【要約】
元気で愛くるしいリスのノコは、ヒーリヴオリ村の大きなカエデの木の家に住んでいます。カエデの木の家は昔からあって、ノコが住む前にも、たくさんの住人が出入りしていました。家もずいぶん古くなりました。夏も終わりに近づいた八月、ノコは兄のヴィリから台所の天井を塗り替えるように言われます。いっしょに住んでいるおっとりマイペースのトイヴォと、ペンキ塗りのアルバイトにやって来たちょっぴりこわがりなネズミのイーリスと、台所の大掃除からはじめました。
カエデの木の家のいちばんの自慢はレンガ造りのストーブです。冬に火を入れると、家中が暖まります。ただし、ストーブの扉は開けないようにとヴィリから言われているので、掃除もできません。ヴィリはとにかく指図ばかりして、ノコは不満でした。どうしても気になった三人は、ストーブの扉を開けてみることにしました。そこには、ヴィリの書類やヒーリヴオリ村の地図が隠されていて、煙突にはほら穴がありました。ほら穴や地図を見つけたことは三人だけの秘密にしておこうと誓いをたて、ノコたちは秘密結社「カエデ騎士団」を立ち上げます。
騎士団を立ち上げたその日の晩、ヴィリはカエデの木の家にあやしいモグラ連中を呼びました。モグラ連中は、どうやらヒーリヴオリに伝わる宝の王冠を盗もうとたくらんでいるらしく、ヴィリも一枚かんでいました。王冠のありかはドブネズミ大屋敷の見取り図に記されていて、ヴィリは宝の地図を手に入れるために、ヘンクツ者で有名なドブネズミ主人に話をつけにいくことになりました。

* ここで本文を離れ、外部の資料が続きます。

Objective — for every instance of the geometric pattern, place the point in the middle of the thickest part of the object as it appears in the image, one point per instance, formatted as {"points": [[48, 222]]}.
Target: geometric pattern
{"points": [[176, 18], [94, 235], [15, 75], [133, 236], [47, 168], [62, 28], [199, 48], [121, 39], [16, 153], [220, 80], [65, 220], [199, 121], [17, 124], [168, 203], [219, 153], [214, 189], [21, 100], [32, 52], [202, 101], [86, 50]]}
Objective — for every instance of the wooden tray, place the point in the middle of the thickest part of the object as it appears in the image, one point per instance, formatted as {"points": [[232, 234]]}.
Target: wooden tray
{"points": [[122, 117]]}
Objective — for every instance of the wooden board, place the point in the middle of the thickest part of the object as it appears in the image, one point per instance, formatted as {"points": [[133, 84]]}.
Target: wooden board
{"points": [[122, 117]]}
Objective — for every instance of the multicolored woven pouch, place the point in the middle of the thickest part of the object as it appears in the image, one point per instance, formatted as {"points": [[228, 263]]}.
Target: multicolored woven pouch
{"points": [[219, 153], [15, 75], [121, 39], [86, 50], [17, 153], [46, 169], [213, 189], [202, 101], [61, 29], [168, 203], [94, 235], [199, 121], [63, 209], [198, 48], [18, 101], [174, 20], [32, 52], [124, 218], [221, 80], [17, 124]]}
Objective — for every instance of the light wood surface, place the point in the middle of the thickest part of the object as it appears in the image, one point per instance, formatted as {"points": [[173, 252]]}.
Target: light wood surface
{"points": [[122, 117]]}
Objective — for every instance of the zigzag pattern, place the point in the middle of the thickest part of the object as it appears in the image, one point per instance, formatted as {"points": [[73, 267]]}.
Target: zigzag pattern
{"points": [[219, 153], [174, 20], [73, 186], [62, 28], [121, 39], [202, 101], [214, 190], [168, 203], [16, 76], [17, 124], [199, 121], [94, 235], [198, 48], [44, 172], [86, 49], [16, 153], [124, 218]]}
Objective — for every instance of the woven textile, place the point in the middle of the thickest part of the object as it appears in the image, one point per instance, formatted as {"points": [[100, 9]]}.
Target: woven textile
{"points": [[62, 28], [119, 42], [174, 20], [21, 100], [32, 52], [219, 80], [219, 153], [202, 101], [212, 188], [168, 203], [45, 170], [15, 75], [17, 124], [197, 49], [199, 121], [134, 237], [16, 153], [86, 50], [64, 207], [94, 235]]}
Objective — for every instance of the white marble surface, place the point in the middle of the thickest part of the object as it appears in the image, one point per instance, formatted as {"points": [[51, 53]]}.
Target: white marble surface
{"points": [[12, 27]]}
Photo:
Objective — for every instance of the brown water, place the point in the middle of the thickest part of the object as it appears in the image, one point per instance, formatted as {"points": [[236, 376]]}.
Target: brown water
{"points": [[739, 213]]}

村に伝わるヒーリヴオリ伝説とは、昔、ヒーリヴオリを統治していた王さまが、村の平和のために自らの王冠を月の精に捧げたことにはじまります。月の精は、百年に三晩、ヒーリヴオリの湖の水が黒くなる夜に目ざめます。月の精はどんな願いもかなえてくれるのですが、そのためには、自分のたいせつなものをあきらめなくてはなりません。月の精に捧げた王冠が発見されると、村が不幸になると言われています。ドブネズミ主人は、そのことを知っていたので、かたくななまでに見取り図を守りぬいてきたのでした。
王冠のありかを示す地図はカエデのかたちをしていました。つまり、カエデの木の家の下が王冠のありかだったのでした。ノコとトイヴォとイーリスのカエデ騎士団は、盗賊団がカエデの木を切り倒そうとするのを、なんとかして阻止します。ノコがヴィリを説得している間、トイヴォはモグラ盗賊団につかまって納屋に閉じこめられ、イーリスは盗賊団に追われて森で迷ってしまいます。そのとき、イーリスは月の精の声を聞きました。

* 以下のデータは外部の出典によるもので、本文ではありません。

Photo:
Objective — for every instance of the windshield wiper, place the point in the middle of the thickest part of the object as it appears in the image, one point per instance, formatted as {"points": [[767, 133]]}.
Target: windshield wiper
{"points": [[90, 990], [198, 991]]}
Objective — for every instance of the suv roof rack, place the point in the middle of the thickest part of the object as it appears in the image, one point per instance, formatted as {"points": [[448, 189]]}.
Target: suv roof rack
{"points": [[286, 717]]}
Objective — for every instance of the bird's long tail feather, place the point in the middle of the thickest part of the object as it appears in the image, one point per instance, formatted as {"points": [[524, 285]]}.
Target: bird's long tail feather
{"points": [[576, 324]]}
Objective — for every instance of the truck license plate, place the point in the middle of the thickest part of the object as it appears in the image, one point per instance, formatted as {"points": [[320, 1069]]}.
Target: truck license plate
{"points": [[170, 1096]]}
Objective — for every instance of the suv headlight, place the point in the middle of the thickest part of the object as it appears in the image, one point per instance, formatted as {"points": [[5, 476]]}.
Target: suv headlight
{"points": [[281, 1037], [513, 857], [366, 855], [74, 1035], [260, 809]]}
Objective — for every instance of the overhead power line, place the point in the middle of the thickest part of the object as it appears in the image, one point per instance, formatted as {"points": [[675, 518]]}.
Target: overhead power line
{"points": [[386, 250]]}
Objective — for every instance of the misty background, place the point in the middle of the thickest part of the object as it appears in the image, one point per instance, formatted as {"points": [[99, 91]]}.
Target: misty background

「おまえが手放したくないものを差しだしなさい。そうすれば、願いをかなえよう」
イーリスは考えたあげく、自分のしっぽを差しだしました。ペンキ塗りのバイト代でリボンを買って、自慢のしっぽにつけたいと思っていたけれど、カエデの木のために月の精にゆずったのです。すると、モグラ盗賊団は姿を消し、さっきまで黒く濁っていたヒーリヴオリの湖もきれいな水色になりました。兄のヴィリも反省したようで、なまいきな態度をあらためることをノコに約束しました。ノコとトイヴォとイーリスのカエデ騎士団には、王冠を守ってくれたお礼としてドブネズミ主人から川船がプレゼントされました。
『カエデ騎士団と月の精』は、挿絵画家として活躍中のリーッカ・ヤンッティ自身の処女作で、現在までに「カエデの木の家のなかまたち」シリーズとして、第二弾『カエデの木の家のなかまたちときけんな足あと(Vaahteratuvan väki ja vaarallinen pero)』、第三弾『カエデの木の家のなかまたちとこわいクモ(Toivo ja hirveä hämähäkki)』が刊行されています。